Tony opened the door to them and blushed. Allen didn’t give him a chance to refuse them entry stepping across the threshold, putting an affectionate arm across the boy’s shoulders, and turning him into the living room, where Mike sat in the chair that had once been his exclusively, holding the baby in his arms. Roxanne stood, as if about to depart. Alma was between them, blocking their view of each other. Victor leaned on the back of his father’s chair.

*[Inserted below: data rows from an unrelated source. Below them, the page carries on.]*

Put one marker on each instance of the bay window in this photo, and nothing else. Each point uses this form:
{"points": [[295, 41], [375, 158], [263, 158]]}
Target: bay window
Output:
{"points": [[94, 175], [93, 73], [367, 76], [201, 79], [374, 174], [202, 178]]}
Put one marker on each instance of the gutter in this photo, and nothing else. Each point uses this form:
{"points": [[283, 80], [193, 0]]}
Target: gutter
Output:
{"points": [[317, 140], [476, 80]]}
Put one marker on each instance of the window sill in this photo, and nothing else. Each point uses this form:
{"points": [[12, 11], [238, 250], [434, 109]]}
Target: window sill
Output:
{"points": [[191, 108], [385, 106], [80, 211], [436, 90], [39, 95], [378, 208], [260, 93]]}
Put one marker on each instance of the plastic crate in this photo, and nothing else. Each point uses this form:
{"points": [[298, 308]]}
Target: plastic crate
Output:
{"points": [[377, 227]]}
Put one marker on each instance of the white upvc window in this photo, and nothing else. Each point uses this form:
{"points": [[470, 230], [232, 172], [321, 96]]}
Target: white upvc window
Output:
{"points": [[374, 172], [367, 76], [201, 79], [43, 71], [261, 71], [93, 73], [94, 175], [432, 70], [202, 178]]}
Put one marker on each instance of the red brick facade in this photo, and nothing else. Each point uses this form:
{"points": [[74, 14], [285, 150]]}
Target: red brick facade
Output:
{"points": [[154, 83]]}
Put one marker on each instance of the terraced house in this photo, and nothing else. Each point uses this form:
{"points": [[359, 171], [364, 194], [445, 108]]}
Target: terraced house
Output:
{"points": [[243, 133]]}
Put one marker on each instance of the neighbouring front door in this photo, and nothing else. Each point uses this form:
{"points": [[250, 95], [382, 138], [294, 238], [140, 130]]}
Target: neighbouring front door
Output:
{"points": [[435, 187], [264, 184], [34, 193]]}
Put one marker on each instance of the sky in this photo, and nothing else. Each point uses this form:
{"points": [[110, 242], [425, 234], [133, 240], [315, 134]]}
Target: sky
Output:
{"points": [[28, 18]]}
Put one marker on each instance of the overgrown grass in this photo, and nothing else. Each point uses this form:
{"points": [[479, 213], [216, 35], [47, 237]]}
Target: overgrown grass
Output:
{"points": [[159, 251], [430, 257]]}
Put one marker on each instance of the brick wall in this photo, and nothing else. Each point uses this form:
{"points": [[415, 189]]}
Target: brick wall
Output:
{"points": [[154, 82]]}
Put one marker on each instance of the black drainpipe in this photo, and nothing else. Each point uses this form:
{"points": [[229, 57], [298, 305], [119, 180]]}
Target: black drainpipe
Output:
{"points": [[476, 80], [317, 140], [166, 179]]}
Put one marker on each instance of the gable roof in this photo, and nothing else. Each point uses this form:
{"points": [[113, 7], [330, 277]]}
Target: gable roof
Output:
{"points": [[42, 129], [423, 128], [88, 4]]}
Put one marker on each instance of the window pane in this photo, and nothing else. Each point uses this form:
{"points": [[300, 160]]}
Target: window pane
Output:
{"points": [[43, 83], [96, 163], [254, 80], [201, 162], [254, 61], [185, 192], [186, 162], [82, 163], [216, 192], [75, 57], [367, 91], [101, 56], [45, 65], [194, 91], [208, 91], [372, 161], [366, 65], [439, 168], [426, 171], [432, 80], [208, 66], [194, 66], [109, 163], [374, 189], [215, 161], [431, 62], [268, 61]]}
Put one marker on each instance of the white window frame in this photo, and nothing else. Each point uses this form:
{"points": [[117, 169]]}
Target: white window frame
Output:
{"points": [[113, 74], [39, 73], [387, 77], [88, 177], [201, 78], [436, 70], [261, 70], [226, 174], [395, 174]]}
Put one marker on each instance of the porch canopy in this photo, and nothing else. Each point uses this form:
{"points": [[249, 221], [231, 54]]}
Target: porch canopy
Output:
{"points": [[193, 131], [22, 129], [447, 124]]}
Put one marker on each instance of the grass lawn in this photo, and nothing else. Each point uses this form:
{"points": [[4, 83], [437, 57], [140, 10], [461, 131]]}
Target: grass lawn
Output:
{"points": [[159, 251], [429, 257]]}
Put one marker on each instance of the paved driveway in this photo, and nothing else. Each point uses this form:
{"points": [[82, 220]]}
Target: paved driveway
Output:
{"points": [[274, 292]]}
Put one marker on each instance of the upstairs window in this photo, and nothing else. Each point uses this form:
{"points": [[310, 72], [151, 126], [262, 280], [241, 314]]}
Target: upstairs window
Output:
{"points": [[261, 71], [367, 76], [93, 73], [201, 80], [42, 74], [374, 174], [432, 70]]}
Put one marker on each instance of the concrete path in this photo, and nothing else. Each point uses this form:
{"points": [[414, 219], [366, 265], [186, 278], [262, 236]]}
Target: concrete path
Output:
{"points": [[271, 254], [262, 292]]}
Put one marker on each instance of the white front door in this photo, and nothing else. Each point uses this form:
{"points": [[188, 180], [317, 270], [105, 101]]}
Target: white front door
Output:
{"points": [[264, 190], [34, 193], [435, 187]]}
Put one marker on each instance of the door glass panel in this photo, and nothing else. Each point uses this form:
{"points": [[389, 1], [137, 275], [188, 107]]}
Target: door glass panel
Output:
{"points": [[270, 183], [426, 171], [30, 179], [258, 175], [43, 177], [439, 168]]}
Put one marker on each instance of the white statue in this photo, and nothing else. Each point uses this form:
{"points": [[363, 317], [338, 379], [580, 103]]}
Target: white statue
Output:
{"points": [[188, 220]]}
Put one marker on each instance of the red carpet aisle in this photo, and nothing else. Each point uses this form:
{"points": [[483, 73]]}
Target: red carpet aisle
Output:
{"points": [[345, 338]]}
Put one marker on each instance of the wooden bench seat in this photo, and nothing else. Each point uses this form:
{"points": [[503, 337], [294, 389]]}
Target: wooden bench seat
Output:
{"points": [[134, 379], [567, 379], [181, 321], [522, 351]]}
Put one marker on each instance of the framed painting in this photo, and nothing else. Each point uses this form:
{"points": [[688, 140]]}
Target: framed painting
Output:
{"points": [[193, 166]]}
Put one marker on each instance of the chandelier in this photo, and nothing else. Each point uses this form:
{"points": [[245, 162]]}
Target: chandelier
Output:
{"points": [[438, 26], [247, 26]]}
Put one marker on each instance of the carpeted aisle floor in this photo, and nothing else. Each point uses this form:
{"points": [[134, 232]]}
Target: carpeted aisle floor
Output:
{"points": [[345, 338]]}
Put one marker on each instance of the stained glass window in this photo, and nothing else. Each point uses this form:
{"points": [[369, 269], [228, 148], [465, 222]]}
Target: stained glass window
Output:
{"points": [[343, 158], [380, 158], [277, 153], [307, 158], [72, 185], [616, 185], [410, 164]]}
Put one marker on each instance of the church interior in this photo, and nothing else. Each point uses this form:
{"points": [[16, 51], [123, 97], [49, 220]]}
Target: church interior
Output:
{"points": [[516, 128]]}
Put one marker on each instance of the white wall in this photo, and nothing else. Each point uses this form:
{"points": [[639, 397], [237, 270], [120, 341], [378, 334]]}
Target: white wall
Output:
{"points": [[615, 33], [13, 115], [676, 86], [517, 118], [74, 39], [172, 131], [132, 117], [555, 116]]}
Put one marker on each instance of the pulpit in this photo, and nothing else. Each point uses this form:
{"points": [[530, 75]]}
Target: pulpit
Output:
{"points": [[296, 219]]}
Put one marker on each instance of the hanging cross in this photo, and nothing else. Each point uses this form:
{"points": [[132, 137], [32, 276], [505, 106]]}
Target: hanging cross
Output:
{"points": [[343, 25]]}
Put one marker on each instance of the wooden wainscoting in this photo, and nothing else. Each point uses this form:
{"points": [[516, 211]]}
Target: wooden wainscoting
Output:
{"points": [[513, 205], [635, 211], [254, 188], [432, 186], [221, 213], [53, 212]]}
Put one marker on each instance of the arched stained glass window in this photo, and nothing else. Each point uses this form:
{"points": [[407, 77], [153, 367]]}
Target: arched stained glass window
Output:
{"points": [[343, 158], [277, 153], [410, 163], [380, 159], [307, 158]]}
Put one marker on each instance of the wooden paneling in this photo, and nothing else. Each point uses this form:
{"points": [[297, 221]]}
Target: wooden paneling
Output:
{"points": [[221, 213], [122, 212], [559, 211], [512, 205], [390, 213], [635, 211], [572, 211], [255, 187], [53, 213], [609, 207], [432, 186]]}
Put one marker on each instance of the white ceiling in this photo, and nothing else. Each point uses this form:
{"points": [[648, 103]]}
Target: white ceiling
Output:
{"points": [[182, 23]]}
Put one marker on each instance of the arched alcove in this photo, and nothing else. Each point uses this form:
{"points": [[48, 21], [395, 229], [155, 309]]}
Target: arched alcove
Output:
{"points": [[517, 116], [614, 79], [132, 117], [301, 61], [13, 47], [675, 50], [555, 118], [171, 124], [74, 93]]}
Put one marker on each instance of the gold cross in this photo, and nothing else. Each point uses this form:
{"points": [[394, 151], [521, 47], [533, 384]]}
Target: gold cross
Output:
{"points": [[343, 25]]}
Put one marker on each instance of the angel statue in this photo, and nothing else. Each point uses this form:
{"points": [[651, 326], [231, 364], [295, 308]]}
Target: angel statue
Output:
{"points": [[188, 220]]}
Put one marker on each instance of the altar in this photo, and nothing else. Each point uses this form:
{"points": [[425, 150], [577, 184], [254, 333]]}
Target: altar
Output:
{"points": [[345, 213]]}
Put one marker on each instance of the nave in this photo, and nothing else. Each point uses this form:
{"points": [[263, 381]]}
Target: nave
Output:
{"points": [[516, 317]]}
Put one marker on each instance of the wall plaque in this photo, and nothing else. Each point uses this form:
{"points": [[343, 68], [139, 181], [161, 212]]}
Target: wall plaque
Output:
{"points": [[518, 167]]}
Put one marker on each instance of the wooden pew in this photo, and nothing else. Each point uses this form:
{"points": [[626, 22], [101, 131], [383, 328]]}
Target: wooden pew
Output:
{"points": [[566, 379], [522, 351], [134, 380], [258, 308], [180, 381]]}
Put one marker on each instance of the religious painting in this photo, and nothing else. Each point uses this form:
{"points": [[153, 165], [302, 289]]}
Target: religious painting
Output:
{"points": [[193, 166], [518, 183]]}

“This is turning into quite a party!” Alma said, successfully surprised. “Are you just back in town, Allen?”
“That’s right.”
Mike was getting up out of his chair, deftly wedging the baby against his chest with one arm, offering his free hand to Allen. Carlotta had forgotten the impact of Mike’s beauty or he had grown even more magnificent. His radiance did not draw her; on the contrary, it made the impossible distance between them all the clearer. The only time he could ever have been accessible to her was when he had lost the confidence which now seemed as bright and strong as his teeth. Only after he had released Allen was Allen free to greet Roxanne. He kissed her on both cheeks, bringing the memory of Pierre palpably into the room. Allen and Alma went through no overt ritual, perhaps because each knew this was an emergency rather than a reconciliation.

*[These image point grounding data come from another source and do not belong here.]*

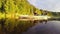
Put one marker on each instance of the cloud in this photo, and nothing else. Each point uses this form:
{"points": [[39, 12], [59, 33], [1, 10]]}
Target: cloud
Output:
{"points": [[51, 5]]}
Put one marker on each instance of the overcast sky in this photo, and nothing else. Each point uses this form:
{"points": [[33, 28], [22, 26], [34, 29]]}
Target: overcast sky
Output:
{"points": [[50, 5]]}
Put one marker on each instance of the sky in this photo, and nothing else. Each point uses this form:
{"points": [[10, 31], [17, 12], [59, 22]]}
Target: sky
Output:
{"points": [[50, 5]]}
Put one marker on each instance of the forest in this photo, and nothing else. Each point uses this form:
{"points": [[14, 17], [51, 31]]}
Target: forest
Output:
{"points": [[12, 9]]}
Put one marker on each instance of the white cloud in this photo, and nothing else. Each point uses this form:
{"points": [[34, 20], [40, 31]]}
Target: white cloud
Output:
{"points": [[52, 5]]}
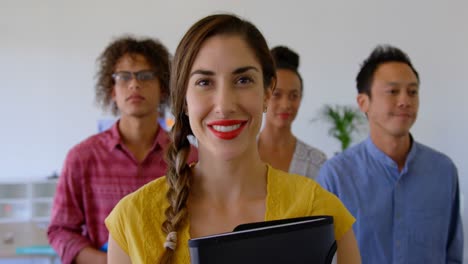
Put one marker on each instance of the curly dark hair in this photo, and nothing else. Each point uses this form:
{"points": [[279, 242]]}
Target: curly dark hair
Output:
{"points": [[380, 55], [154, 52], [287, 59]]}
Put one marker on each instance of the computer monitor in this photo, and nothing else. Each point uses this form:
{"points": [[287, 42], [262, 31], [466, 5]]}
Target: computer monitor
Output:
{"points": [[293, 241]]}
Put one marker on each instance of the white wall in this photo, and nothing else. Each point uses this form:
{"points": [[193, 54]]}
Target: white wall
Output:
{"points": [[48, 51]]}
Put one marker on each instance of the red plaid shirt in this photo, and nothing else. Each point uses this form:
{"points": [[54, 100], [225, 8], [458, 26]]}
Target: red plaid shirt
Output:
{"points": [[97, 173]]}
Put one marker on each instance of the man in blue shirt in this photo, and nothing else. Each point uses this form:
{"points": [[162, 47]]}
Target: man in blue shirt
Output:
{"points": [[404, 195]]}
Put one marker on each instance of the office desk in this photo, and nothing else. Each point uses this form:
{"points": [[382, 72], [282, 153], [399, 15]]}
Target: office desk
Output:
{"points": [[27, 234]]}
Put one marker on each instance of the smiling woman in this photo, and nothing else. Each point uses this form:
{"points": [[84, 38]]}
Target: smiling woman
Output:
{"points": [[222, 78]]}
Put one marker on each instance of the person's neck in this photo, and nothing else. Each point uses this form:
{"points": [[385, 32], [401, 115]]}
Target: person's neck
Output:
{"points": [[397, 148], [228, 181], [138, 133], [274, 138]]}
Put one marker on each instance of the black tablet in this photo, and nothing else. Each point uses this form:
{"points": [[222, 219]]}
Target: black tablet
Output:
{"points": [[295, 240]]}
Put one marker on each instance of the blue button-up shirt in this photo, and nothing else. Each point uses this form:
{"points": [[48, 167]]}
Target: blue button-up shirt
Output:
{"points": [[407, 216]]}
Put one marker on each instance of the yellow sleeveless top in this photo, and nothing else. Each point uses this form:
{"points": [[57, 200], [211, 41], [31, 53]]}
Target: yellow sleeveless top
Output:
{"points": [[135, 223]]}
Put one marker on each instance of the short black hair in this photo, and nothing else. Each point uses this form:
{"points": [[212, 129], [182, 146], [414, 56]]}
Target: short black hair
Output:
{"points": [[287, 59], [380, 55]]}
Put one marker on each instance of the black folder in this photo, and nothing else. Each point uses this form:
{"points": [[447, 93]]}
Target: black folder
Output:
{"points": [[294, 241]]}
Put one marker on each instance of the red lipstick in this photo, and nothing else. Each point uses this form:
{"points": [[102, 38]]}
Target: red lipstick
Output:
{"points": [[227, 129]]}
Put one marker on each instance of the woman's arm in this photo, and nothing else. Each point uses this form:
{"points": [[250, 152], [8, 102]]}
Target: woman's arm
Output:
{"points": [[115, 254], [348, 250]]}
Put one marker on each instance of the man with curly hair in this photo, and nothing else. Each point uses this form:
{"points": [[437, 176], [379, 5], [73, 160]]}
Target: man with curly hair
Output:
{"points": [[132, 82]]}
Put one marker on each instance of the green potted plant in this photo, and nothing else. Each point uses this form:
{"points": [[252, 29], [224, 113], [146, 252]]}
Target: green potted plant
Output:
{"points": [[345, 121]]}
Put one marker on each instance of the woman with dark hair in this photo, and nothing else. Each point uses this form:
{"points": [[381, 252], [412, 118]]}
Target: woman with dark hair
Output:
{"points": [[221, 81], [277, 144]]}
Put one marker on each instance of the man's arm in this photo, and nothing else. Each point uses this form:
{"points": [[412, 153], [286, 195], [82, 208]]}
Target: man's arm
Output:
{"points": [[116, 253], [91, 255], [455, 239], [348, 250], [67, 218]]}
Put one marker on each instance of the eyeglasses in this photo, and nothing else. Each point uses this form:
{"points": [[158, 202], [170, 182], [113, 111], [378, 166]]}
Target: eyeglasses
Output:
{"points": [[124, 77]]}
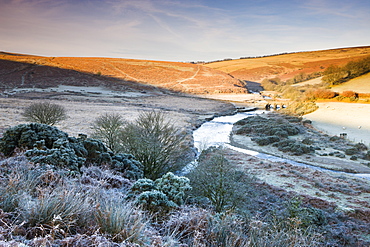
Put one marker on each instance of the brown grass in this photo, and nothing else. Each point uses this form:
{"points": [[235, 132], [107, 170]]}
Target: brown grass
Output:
{"points": [[360, 84], [22, 70], [288, 65]]}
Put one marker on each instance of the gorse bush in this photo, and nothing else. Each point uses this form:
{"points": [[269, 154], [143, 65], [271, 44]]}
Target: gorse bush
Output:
{"points": [[45, 113], [49, 146], [163, 194]]}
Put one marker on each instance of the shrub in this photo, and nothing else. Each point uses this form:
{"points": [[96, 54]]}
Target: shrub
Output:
{"points": [[293, 147], [263, 141], [162, 194], [48, 145], [155, 201], [300, 108], [45, 113], [351, 151], [26, 136], [349, 94], [216, 180], [174, 187], [156, 143], [307, 216], [60, 156], [107, 128], [320, 93], [127, 165]]}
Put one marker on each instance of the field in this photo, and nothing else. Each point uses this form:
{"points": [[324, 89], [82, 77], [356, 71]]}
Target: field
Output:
{"points": [[279, 197], [31, 71], [359, 85], [286, 66]]}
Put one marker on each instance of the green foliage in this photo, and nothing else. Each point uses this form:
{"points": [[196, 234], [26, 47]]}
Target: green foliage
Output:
{"points": [[163, 194], [307, 216], [122, 220], [26, 135], [48, 145], [266, 140], [128, 166], [273, 84], [45, 113], [107, 128], [156, 143], [173, 186], [60, 156], [298, 108], [292, 146], [155, 201]]}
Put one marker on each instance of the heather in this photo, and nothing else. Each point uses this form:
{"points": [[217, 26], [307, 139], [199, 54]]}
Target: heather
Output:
{"points": [[58, 190]]}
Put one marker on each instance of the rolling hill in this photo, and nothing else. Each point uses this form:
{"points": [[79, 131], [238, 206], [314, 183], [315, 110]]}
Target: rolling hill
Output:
{"points": [[359, 84], [286, 66], [18, 70]]}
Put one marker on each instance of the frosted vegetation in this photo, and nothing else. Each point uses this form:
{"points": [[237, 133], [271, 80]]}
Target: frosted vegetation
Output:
{"points": [[122, 190]]}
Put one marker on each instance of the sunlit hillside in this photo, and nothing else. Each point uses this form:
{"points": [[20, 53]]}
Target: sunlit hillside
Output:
{"points": [[26, 70], [286, 66], [359, 85]]}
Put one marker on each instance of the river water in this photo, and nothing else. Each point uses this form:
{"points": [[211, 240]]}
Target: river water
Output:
{"points": [[217, 133]]}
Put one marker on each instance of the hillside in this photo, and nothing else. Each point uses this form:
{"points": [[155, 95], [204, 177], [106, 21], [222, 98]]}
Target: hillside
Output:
{"points": [[17, 70], [286, 66], [360, 84]]}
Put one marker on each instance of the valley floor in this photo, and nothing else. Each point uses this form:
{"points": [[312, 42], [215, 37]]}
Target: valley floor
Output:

“I was just on my way …” Roxanne said.
“Don’t rush off
now,” Allen said. “In a few minutes I’ll give you a ride. I just stopped in to say hi.”
“Have a drink,” Mike said. “I know there’s plenty. I just fixed one for myself.”
He was not aware of the feud between Allen and Alma; she would not have told him anything about it. He was aware that he might be taking up more space than anyone else wanted him to, for he suddenly handed the baby to Tony turned to Alma, and said, “Would you like me to help?”
“Please,” she said.
She had hardly left the room when the infant storm began in Tony’s arms.
“It’s time for her feeding,” he explained.
Alma returned at once, sending Tony to help his father. Then, without asking permission of anyone, she opened her blouse and offered a large dark nipple to her infant daughter. Mike and Tony came back with drinks for Allen and Carlotta.
“Drink time for everyone,” Mike said, moving to stand beside his ex-wife and the baby.
This tableau in its ordinary balance of family life was what Alma had often thought she wanted back, but at the center of it now, she was unaware of it. Her whole attention was on the child.
Carlotta looked over at Roxanne, who had all but physically vanished. Did she feel banished from that kingdom or freed of an obsession? Allen was not looking at Alma at all. His eyes rested on Tony.
“I’d rather watch the hockey game,” Victor announced, breaking the moment into acceptable pieces.
“We get to do that tomorrow night,” Tony explained. “I’m sorry I won’t be at the opening, Lot, but Tot’s too little. We’re going to stay home with her.”
“You’ll have to see it later. There are some sketches of you and Vic.”
“Really?” Allen asked. “For sale?”
“I think my grandfather’s spoken for them all,” Tony said.
He wasn’t in the least flirtatious with Allen, but the special gravity of his tone and expression was disturbingly attractive. Even Carlotta could see it, or she was admitting to her conversion: children are people.
“Where are you staying?” Carlotta asked Roxanne.
“I hadn’t thought …”
“Here,” Tony offered quickly. “You can have my room. I’ll bunk in with Vic.”
“Sure,” Vic agreed. “Because Mother sleeps with the baby.”